Pernyataan Teuku Wisnu di Media terkait masalah
kiriman “hadiah” Al-fatihah kepada orang yang telah tiada (meninggal dunia)
menuai kontroversi. Sejumlah orang mengkritik habis-habisan dengan mengatakan
sesat dan bahkan sampai ada ke taraf mengkafirkan dan lain sebagainya.

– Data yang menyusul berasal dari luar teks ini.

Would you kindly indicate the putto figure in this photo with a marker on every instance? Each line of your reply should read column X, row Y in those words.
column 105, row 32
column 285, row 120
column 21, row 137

Adakah yang salah dengan pernyataan tersebut
sehingga membuat hampir semua orang seperti kebakaran jenggot? Berbicara persoalan
jenggot, gara-gara hal kontroversial tersebut, jenggot Teuku Wisnu pun ikut
dipersoalkan. Aneh, apa hubungannya pernyataan yang ia keluarkan dengan
jenggotnya?
Beberapa netizen malah menghina jenggot dengan
menyamakannya dengan kambing. Jenggot adalah sunnah Rasul, kenapa harus
menghina sunnah Rasul ketika ada orang yang berjenggot mengeluarkan suatu pernyataan
yang belum tentu salah karena hal itu tergantung pada pemahaman masing-masing
orang. justru, menghina sunnah Rasul itu yang perlu dikaji ulang. sudah benarkah tindakan seperti itu?
Persoalan menghadiahkan al-fatihah kepada si Mayit
adalah persoalan lama yang memang merupakan masalah yang diperselisihkan atau
biasa disebut ikhtilafiyah. Perbedaan pemahaman umat Islam tentang hal
ini juga bukan baru sekarang ini terjadi. Lalu, ketika ini disampaikan di
media, sebahagian besar umat Islam Indonesia yang memang pemahaman Islam belum
sampai ke masalah ikhtilafiyah tersebut langsung bereaksi.
Sebahagian ulama membenarkan tindakan mengirimkan
al-fatihah kepada orang yang sudah meninggal dunia. Urusan do’a tersebut sampai
pahalanya kepada si Mayyit atau tidak itu urusan atau hak mutlak Allah swt. dan
inilah pemahaman yang yang dipahami oleh hampir sebahagian besar umat Islam
Indoensia.
Di pihak lain, terdapat juga beberapa ulama yang
menyatakan bahwa persoalan pengiriman hadiah al-fatihah ini merupakan bid’ah,
dalam artian pekerjaan yang dianggap sia-sia. Mereka berpedoman pada Hadits
Rasulullah yang berbunyi: “dari Abu Hurairah Radhiallahu ‘Anhu, Rasulullah
bersabda: Jika seseorang (anak Adam) meninggal dunia, maka terputuslah
amalannya di Dunia kecuali tiga perkara yaitu: sedekah jariyah, ilmu yang
dimanfaatkan, atau do’a anak yang sholeh” (HR. Muslim no. 1631)
Berdasarkan pada hadits ini maka sebahagian ulama
tidak membenarkan tindakan tersebut. Lalu siapa yang benar dan siapa yang
salah? Menurut penulis tidak ada yang salah, karena keduanya berdasarkan
pemahaman yang mereka pahami. Yang salah adalah mereka yang menyalahkan salah
satu pihak ataupun keduanya. Bukankah dalam hadits yang lain Rasulullah
menyatakan bahwa perbedaan antara ummatku adalah Rahmat. Jadi, tidak ada yang
perlu dikafirkan dalam hal ini.
Ironisnya, pernyataan Teuku Wisnu ini
habis-habisan di bully oleh sebahagian besar masyarakat Muslim Indonesia.
Namun, pernyataan Ade Armando tentang tidak perlunya berhaji karena dianggap
pemborosan tidak banyak mendapat tanggapan, hanya sebahagian kecil saja yang
mengkritik sementara yang lain mendiamkannya saja, padahal penyataan seperti
ini yang nyata kelirunya dan tidak perbedaan pendapat ulama tentang haji.